- Sandringham Sandringham
- Coordinates: 26°08′42.88″S 28°6′38.69″E﻿ / ﻿26.1452444°S 28.1107472°E
- Country: South Africa
- Province: Gauteng
- Municipality: City of Johannesburg
- Main Place: Johannesburg
- Established: 1944

Area
- • Total: 1.13 km^{2} (0.44 sq mi)

Population (2011)
- • Total: 2,557
- • Density: 2,260/km^{2} (5,860/sq mi)

Racial makeup (2011)
- • Black African: 23.5%
- • Coloured: 2.31%
- • Indian/Asian: 1.96%
- • White: 70.79%

First languages (2011)
- • English: 73.87%
- • Afrikaans: 7.68%
- • Zulu: 4.79%
- • Sepedi: 2.89%
- • Other: 10.77%
- Time zone: UTC+2 (SAST)
- Postal code (street): 2192
- PO box: 2131

= Sandringham, South Africa =

Sandringham is a suburb of Johannesburg, South Africa. It is a suburb that lies close to Glenhazel and Sydenham. It is located in Region E of the City of Johannesburg Metropolitan Municipality. It is known for its large Jewish population and houses a number of Jewish institutions.

==History==
Prior to the discovery of gold on the Witwatersrand in 1886, the suburb lay on land on one of the original farms called Rietfontein No.8. It became a suburb on 26 July 1944 and became part of Johannesburg on 10 October 1944, named after Sandringham House in England. Land had been set aside and homes built for returning soldiers managed by the S.A. Legion Soldiers' Housing Organisation.

==Communities==
There is a long-established Jewish community in Sandringham.

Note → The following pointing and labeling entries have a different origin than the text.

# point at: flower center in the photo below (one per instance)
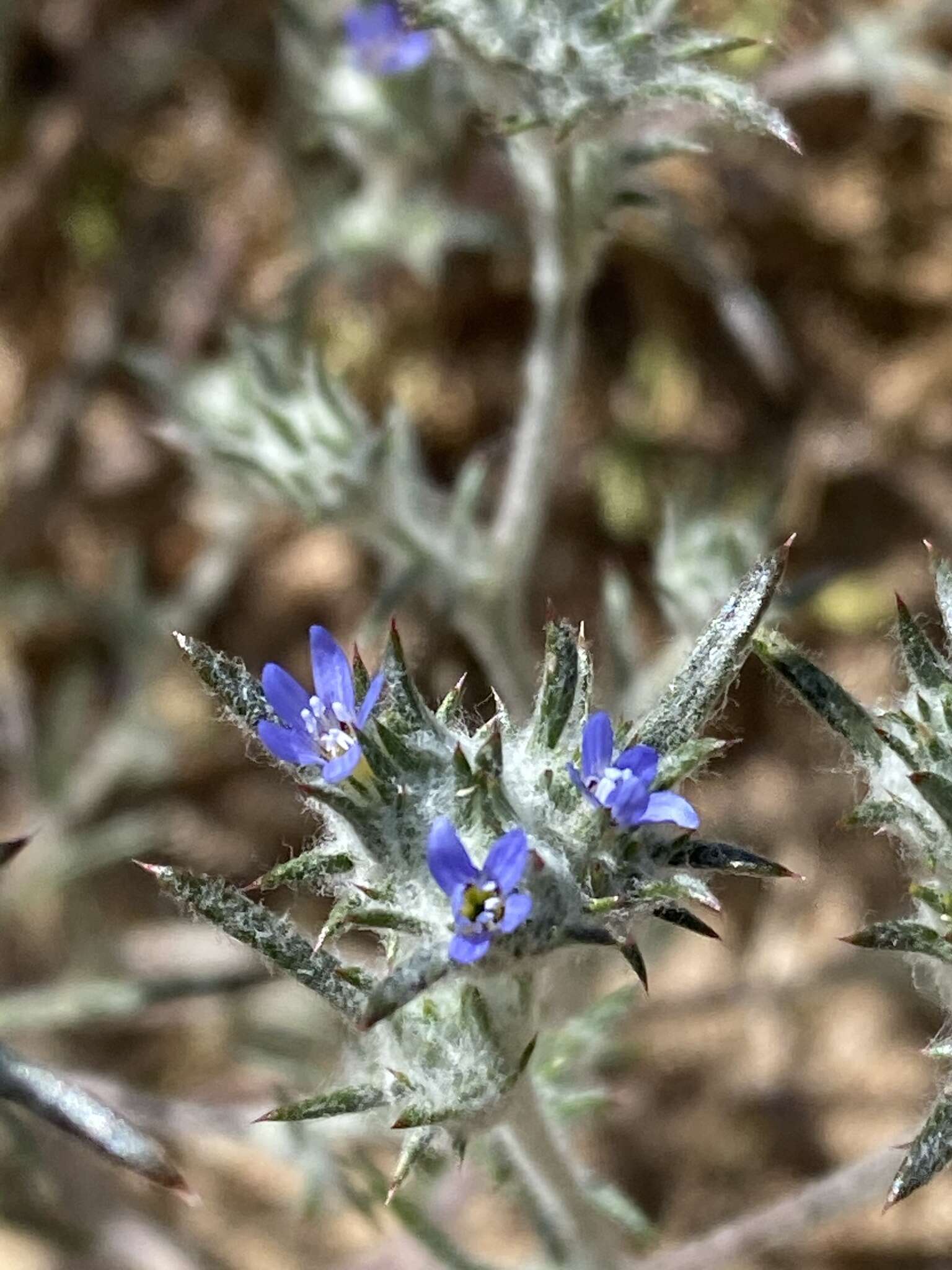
(482, 906)
(329, 727)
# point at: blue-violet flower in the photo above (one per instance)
(624, 784)
(318, 730)
(485, 901)
(381, 43)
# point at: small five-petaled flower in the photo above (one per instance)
(318, 730)
(624, 784)
(381, 43)
(485, 901)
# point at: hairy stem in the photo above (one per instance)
(778, 1226)
(549, 1173)
(550, 366)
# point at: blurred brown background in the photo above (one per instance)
(776, 334)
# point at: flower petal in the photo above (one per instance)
(407, 54)
(666, 807)
(286, 696)
(576, 780)
(627, 803)
(286, 745)
(446, 855)
(333, 677)
(506, 863)
(597, 741)
(369, 701)
(343, 766)
(467, 949)
(641, 761)
(517, 910)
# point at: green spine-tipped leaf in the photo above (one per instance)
(923, 660)
(683, 917)
(930, 1152)
(937, 793)
(271, 935)
(12, 848)
(903, 935)
(307, 869)
(700, 686)
(229, 680)
(632, 956)
(420, 970)
(70, 1108)
(416, 1147)
(822, 693)
(687, 758)
(403, 708)
(725, 858)
(451, 708)
(355, 1098)
(560, 678)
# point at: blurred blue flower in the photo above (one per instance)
(318, 730)
(485, 901)
(624, 784)
(380, 41)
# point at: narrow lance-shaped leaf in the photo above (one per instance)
(418, 1145)
(930, 1152)
(822, 693)
(903, 935)
(310, 866)
(923, 660)
(683, 917)
(73, 1109)
(320, 1106)
(271, 935)
(725, 858)
(942, 573)
(700, 686)
(937, 791)
(229, 680)
(560, 677)
(420, 970)
(12, 848)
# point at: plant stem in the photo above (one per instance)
(553, 1181)
(782, 1225)
(546, 175)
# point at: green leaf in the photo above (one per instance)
(229, 680)
(271, 935)
(416, 1147)
(355, 1098)
(924, 664)
(309, 869)
(930, 1152)
(420, 970)
(700, 687)
(903, 935)
(70, 1108)
(937, 793)
(822, 693)
(942, 573)
(687, 758)
(560, 678)
(677, 916)
(725, 858)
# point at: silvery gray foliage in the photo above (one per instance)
(904, 753)
(439, 1044)
(586, 65)
(66, 1105)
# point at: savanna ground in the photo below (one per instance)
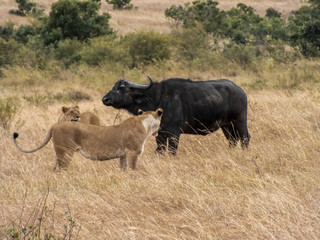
(208, 191)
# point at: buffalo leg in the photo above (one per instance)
(242, 132)
(230, 134)
(173, 144)
(161, 143)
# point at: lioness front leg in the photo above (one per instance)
(123, 162)
(132, 157)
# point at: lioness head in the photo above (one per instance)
(70, 114)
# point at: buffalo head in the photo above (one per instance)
(127, 95)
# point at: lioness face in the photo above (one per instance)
(70, 114)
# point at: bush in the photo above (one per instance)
(147, 47)
(7, 30)
(192, 43)
(8, 109)
(74, 19)
(69, 51)
(304, 29)
(240, 54)
(106, 50)
(120, 4)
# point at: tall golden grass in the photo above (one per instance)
(149, 14)
(209, 191)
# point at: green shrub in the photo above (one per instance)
(10, 52)
(147, 47)
(120, 4)
(192, 43)
(69, 51)
(106, 50)
(6, 30)
(8, 109)
(74, 19)
(240, 54)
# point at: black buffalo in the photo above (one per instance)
(192, 107)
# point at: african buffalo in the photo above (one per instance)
(192, 107)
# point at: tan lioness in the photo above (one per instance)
(125, 141)
(73, 114)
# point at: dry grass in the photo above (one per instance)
(208, 191)
(270, 191)
(149, 14)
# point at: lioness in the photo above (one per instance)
(73, 114)
(124, 141)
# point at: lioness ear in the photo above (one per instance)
(65, 109)
(159, 112)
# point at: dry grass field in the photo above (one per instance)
(149, 14)
(208, 191)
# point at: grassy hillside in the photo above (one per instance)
(150, 13)
(208, 191)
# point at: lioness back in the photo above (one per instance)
(124, 141)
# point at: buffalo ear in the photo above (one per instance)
(140, 112)
(159, 112)
(65, 109)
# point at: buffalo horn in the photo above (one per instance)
(141, 86)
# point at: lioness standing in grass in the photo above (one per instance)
(125, 141)
(73, 114)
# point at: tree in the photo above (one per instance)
(304, 29)
(77, 19)
(120, 4)
(26, 7)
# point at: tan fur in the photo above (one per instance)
(124, 141)
(73, 114)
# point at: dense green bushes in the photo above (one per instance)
(243, 26)
(74, 33)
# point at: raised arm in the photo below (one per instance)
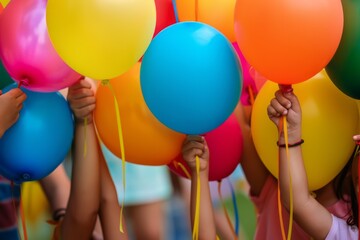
(196, 146)
(57, 190)
(84, 198)
(254, 170)
(109, 206)
(308, 213)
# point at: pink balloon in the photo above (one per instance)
(225, 146)
(26, 50)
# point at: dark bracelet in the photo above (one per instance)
(291, 145)
(58, 214)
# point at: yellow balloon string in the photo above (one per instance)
(290, 179)
(22, 214)
(85, 134)
(183, 168)
(197, 205)
(282, 228)
(226, 212)
(121, 142)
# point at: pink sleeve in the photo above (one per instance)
(341, 231)
(269, 187)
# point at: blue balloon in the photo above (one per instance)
(191, 77)
(41, 138)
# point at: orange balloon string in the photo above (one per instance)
(22, 214)
(226, 212)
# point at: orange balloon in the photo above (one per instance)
(218, 14)
(288, 41)
(146, 140)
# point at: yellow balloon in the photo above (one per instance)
(218, 14)
(4, 2)
(101, 39)
(330, 119)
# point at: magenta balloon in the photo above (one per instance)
(225, 146)
(26, 50)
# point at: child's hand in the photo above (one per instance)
(10, 106)
(356, 138)
(82, 100)
(195, 145)
(286, 104)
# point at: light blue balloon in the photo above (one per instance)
(191, 77)
(40, 140)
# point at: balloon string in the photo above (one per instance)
(175, 11)
(358, 158)
(85, 134)
(196, 10)
(195, 234)
(14, 205)
(22, 214)
(282, 228)
(122, 148)
(226, 212)
(233, 197)
(251, 95)
(183, 168)
(290, 179)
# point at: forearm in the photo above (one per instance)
(57, 188)
(110, 209)
(207, 221)
(85, 187)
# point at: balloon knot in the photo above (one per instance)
(105, 82)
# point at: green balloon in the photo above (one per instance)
(344, 68)
(5, 79)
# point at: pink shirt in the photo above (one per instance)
(341, 231)
(268, 225)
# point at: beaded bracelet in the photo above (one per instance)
(290, 145)
(58, 214)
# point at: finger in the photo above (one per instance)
(80, 93)
(191, 154)
(295, 105)
(272, 112)
(83, 102)
(286, 103)
(193, 144)
(85, 111)
(356, 138)
(20, 99)
(15, 92)
(278, 107)
(190, 138)
(80, 84)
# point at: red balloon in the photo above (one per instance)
(26, 50)
(165, 15)
(225, 146)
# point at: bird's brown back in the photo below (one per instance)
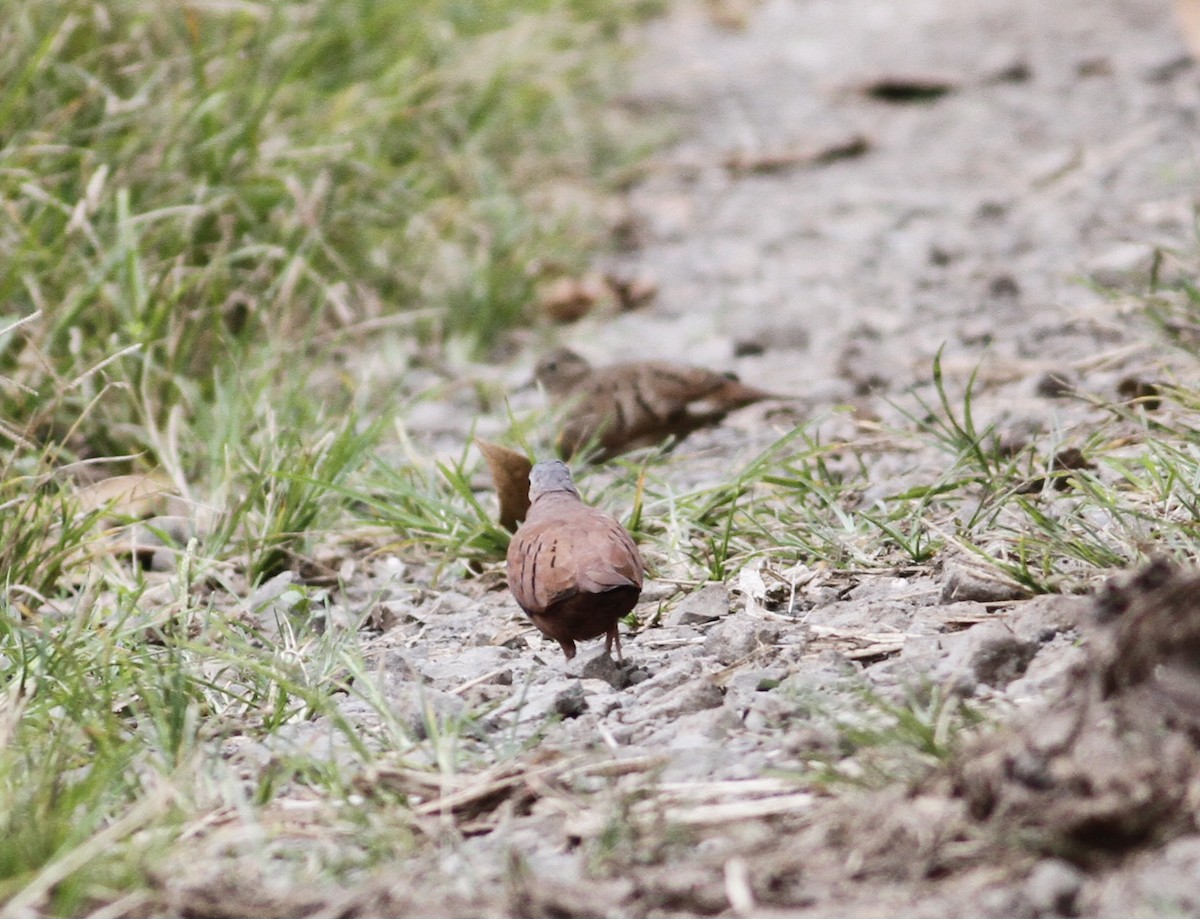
(564, 548)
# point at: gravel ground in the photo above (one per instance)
(822, 232)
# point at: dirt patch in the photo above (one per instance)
(857, 186)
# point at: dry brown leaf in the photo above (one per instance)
(909, 88)
(510, 474)
(775, 161)
(631, 293)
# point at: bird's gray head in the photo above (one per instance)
(561, 371)
(550, 475)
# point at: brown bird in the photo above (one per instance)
(639, 403)
(571, 568)
(510, 474)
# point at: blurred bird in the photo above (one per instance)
(639, 403)
(573, 569)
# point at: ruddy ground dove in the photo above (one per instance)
(573, 569)
(637, 403)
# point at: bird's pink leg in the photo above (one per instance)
(613, 637)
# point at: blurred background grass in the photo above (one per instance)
(207, 191)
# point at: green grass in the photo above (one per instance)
(238, 241)
(210, 214)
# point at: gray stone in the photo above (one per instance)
(694, 696)
(989, 654)
(1053, 887)
(468, 664)
(419, 708)
(571, 702)
(667, 679)
(706, 605)
(738, 637)
(967, 583)
(598, 665)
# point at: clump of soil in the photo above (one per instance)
(1113, 763)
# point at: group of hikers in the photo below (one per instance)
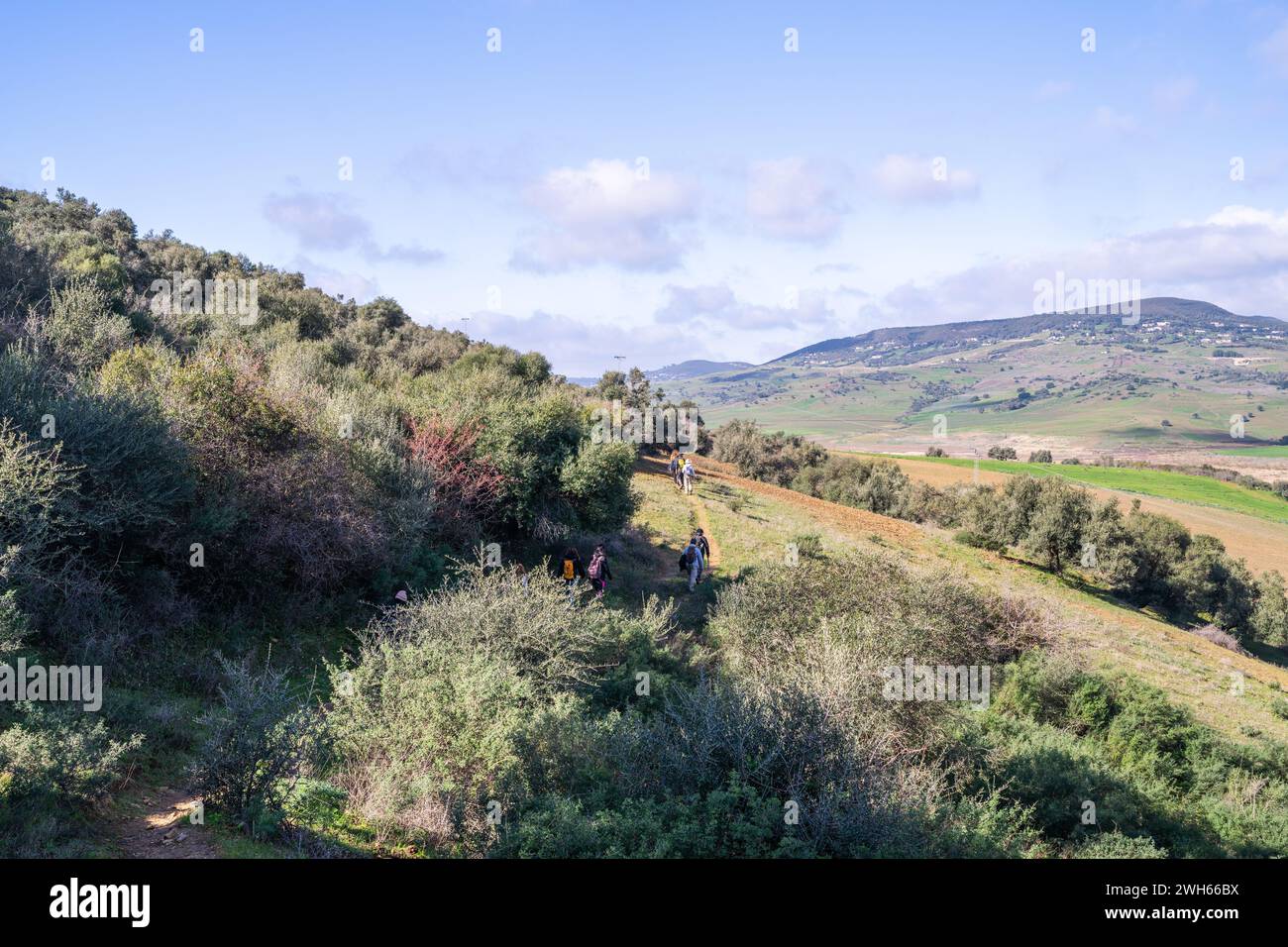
(694, 562)
(597, 574)
(682, 472)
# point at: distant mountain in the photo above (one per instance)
(694, 368)
(910, 344)
(1170, 380)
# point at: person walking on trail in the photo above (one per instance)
(572, 571)
(691, 562)
(599, 573)
(699, 540)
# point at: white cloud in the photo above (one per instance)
(912, 178)
(585, 350)
(795, 198)
(318, 221)
(1235, 258)
(1052, 89)
(1175, 94)
(336, 282)
(1112, 120)
(605, 213)
(326, 222)
(719, 308)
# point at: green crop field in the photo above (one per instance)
(1202, 491)
(1270, 451)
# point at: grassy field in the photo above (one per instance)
(1270, 451)
(1085, 397)
(754, 521)
(1202, 491)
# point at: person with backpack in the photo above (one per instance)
(691, 562)
(699, 540)
(572, 571)
(599, 573)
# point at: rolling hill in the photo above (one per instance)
(1076, 382)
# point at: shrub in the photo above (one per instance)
(467, 487)
(464, 698)
(1269, 621)
(261, 736)
(596, 483)
(81, 329)
(1056, 523)
(53, 764)
(772, 458)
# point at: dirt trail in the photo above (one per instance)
(819, 509)
(156, 823)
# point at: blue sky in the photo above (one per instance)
(666, 180)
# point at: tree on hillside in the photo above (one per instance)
(1057, 522)
(610, 386)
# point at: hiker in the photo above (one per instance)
(691, 562)
(699, 540)
(572, 571)
(599, 573)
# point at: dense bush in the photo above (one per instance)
(261, 736)
(772, 458)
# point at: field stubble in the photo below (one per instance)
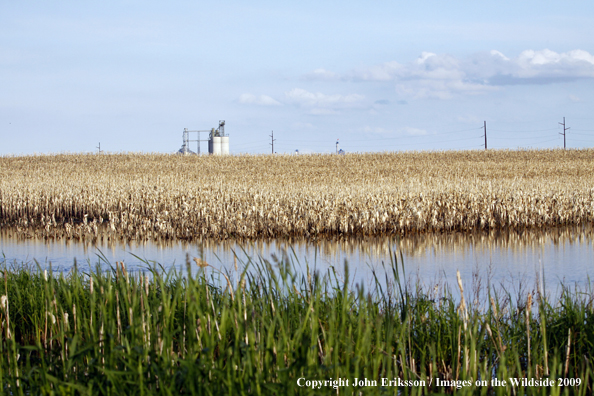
(155, 196)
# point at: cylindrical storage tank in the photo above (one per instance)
(225, 145)
(216, 145)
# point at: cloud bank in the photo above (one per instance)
(442, 76)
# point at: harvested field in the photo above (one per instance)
(155, 196)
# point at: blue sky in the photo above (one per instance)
(378, 75)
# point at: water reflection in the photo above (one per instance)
(562, 254)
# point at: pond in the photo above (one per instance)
(529, 259)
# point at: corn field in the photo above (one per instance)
(171, 197)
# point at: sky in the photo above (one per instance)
(375, 76)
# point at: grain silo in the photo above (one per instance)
(218, 142)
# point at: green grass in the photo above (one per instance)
(272, 327)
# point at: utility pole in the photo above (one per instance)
(564, 130)
(485, 126)
(273, 139)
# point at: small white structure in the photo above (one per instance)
(218, 142)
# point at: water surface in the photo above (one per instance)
(545, 257)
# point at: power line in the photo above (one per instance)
(272, 143)
(564, 133)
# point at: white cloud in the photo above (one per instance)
(322, 74)
(262, 100)
(442, 76)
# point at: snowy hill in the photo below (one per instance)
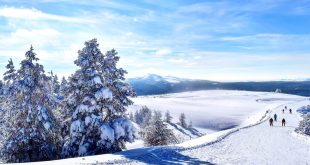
(252, 141)
(182, 135)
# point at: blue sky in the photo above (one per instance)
(216, 40)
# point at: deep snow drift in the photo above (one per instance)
(252, 142)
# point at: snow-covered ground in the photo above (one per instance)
(253, 141)
(214, 109)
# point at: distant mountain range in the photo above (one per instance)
(154, 84)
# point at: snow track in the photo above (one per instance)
(253, 143)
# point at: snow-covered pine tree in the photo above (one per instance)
(63, 86)
(143, 116)
(97, 97)
(190, 125)
(33, 133)
(131, 117)
(10, 74)
(55, 86)
(7, 108)
(156, 132)
(304, 125)
(168, 117)
(182, 120)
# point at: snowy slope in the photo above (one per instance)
(252, 142)
(182, 135)
(213, 109)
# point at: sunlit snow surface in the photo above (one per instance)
(253, 141)
(214, 109)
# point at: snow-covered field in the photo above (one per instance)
(214, 109)
(252, 141)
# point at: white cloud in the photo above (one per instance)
(163, 52)
(34, 14)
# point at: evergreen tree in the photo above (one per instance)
(190, 125)
(63, 86)
(55, 86)
(97, 98)
(10, 75)
(182, 120)
(156, 132)
(143, 116)
(33, 134)
(168, 117)
(131, 116)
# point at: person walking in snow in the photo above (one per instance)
(271, 121)
(283, 122)
(275, 117)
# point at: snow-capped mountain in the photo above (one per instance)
(155, 84)
(253, 141)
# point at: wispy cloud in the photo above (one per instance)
(208, 40)
(34, 14)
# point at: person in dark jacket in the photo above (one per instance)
(271, 121)
(275, 117)
(283, 122)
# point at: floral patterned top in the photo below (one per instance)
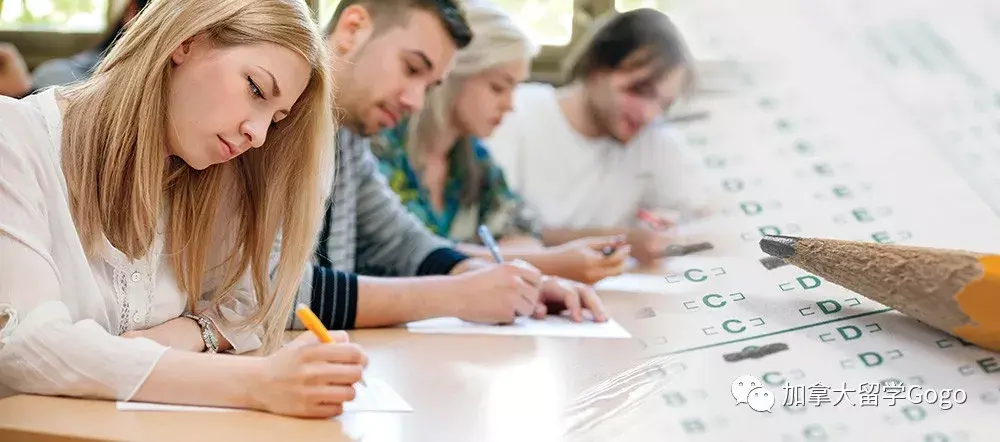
(497, 206)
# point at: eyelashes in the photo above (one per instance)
(254, 89)
(256, 92)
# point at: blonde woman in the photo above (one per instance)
(443, 173)
(139, 208)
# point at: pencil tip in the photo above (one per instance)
(779, 246)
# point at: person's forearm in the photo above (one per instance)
(216, 380)
(553, 237)
(384, 302)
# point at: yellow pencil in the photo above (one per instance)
(955, 291)
(312, 322)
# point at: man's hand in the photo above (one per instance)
(15, 81)
(561, 294)
(584, 260)
(648, 245)
(498, 293)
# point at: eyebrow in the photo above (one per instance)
(423, 58)
(509, 79)
(274, 82)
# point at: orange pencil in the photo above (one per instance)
(312, 322)
(955, 291)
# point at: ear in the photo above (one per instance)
(183, 51)
(351, 31)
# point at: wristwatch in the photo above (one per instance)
(207, 333)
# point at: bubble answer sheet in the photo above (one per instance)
(854, 119)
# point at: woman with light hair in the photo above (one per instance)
(443, 173)
(140, 206)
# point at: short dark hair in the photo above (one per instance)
(634, 39)
(394, 12)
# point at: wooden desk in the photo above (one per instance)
(462, 388)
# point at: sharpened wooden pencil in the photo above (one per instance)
(955, 291)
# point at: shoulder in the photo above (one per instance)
(389, 144)
(24, 131)
(662, 136)
(65, 70)
(28, 159)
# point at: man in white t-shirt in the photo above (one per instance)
(591, 155)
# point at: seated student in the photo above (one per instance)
(443, 174)
(377, 265)
(589, 155)
(15, 81)
(139, 207)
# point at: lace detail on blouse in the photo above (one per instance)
(133, 279)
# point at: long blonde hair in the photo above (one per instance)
(497, 40)
(122, 181)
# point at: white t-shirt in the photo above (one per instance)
(578, 182)
(62, 312)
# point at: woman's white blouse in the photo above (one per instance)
(61, 313)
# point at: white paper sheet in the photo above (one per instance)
(552, 325)
(376, 396)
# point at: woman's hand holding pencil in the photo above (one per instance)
(312, 376)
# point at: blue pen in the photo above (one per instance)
(490, 243)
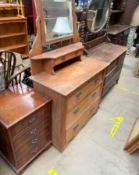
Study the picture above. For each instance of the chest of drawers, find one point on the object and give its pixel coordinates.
(114, 55)
(76, 91)
(25, 127)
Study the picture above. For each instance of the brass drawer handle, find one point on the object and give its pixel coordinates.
(94, 94)
(34, 141)
(96, 81)
(63, 59)
(36, 149)
(77, 110)
(78, 95)
(32, 120)
(92, 110)
(34, 131)
(76, 127)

In 1955 work began on the new Witwatersrand Jewish Aged Home and Home for the Chronically Ill, described by the Jewish Telegraphic Agency as 'the largest institution of its kind in Africa and one of the most modern in the world.' The building was erected at an estimated cost of 500,000 pounds, ($1;400,000) and be dedicated to the Jewish victims of the Shoah in Europe. In 1997, the mostly Jewish residents of Sandhurst and the adjoining Jewish suburb of Glenhazel funded the establishment of their own police station to combat crime. The suburb is also home to the Chevra kadisha (Johannesburg Jewish Helping Hand and Burial Society). Construction of Yeshiva College began in the suburb in 1960.